3. Date of Dorothy's letter: November 13, 1945. That's just six months
after General Jodl surrendered to General Eisenhower. Several years later
Sylvia Plath would write, "An engine, an engine, / chuffing me off like a
Jew," but the information was out and available much earlier. It was shown
in the same newsreels where Pound saw Mussolini's battered body, for
instance. Or, if you insist on literary evidence, Vasily Grossman's 1944
eyewitness article "Treblinskii ad" -- the first published account of the
death camps -- was available in a French translation ("L'Enfer de
Treblinka") as of 1945.
 
5. More generally: Daniel Goldhagen's _Hitler's Willing Executioners_ may
not be worth much as history, but the phenomenon of its reception in
Germany is worth a great deal. Well no, not all the Lager were in faraway
Poland; there were some 10,000 concentration camps within Germany. Well
yes, it took a positive effort not to know about those. Goldhagen helped
the generation of the Third Reich admit that at last.
 
6. Pound had no Goldhagen to help him. But he knew.
 
7. See also the recent thread on this list about people who tried to tell
Pound, and compare Marianne Moore's vain effort to get _The Criterion_ to
notice Hitler's persecution of the Jews.

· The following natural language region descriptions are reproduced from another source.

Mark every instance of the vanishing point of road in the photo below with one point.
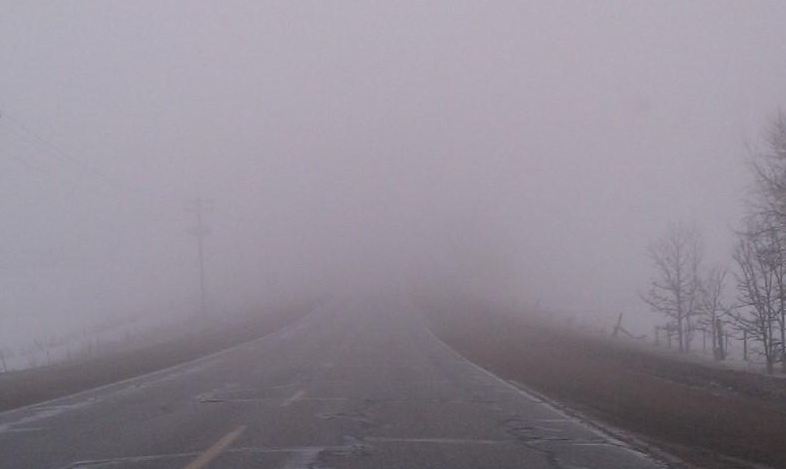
(358, 385)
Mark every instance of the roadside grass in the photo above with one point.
(26, 387)
(709, 417)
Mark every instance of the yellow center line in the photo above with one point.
(214, 451)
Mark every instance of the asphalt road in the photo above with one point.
(362, 385)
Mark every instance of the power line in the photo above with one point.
(198, 207)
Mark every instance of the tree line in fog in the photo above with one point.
(747, 297)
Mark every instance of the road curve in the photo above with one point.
(358, 385)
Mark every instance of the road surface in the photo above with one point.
(364, 385)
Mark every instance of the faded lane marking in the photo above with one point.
(293, 398)
(214, 451)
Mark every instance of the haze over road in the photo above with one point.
(359, 384)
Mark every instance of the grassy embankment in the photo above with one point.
(709, 417)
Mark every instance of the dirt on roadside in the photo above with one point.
(21, 388)
(709, 417)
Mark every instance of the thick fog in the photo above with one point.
(524, 151)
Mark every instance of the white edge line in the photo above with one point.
(611, 434)
(150, 374)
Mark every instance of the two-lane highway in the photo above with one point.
(354, 385)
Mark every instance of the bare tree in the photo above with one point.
(769, 207)
(674, 289)
(711, 307)
(760, 265)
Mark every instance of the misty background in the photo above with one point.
(522, 151)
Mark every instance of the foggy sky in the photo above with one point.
(526, 150)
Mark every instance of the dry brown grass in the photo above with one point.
(705, 415)
(21, 388)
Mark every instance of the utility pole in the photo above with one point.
(198, 207)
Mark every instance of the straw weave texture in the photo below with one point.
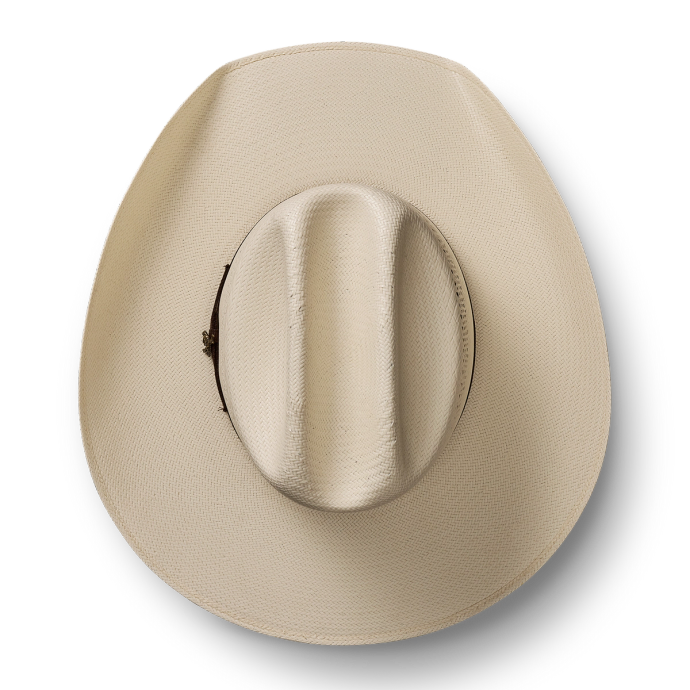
(522, 461)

How close to the European action
was Moore? Not very. But when did she start saying things that Eliot didn't
want to hear? In 1933.
 
8. None of this is news. But "counter-propagandist"? That rustling noise
you hear is the sound of a political hand being tipped.
 
9. Nevertheless, sursum corda. The text of Pound's own diagnosis is badly
garbled in the old Paige _Selected Letters_ (no. 328, p. 295), but some
meaning does come through the static. "A man can read a thousand or 5000 or
whatever books," says Pound, "but to suppose that they will be the _same_
1000 or 5000 after new treasure is available than there were in 1500 is to
relapse into habit." Pound is talking here about the classics; specifically
Pindar, whom he considers no longer worth reading. Substitute the name
"Kenner" and interesting possibilities arise.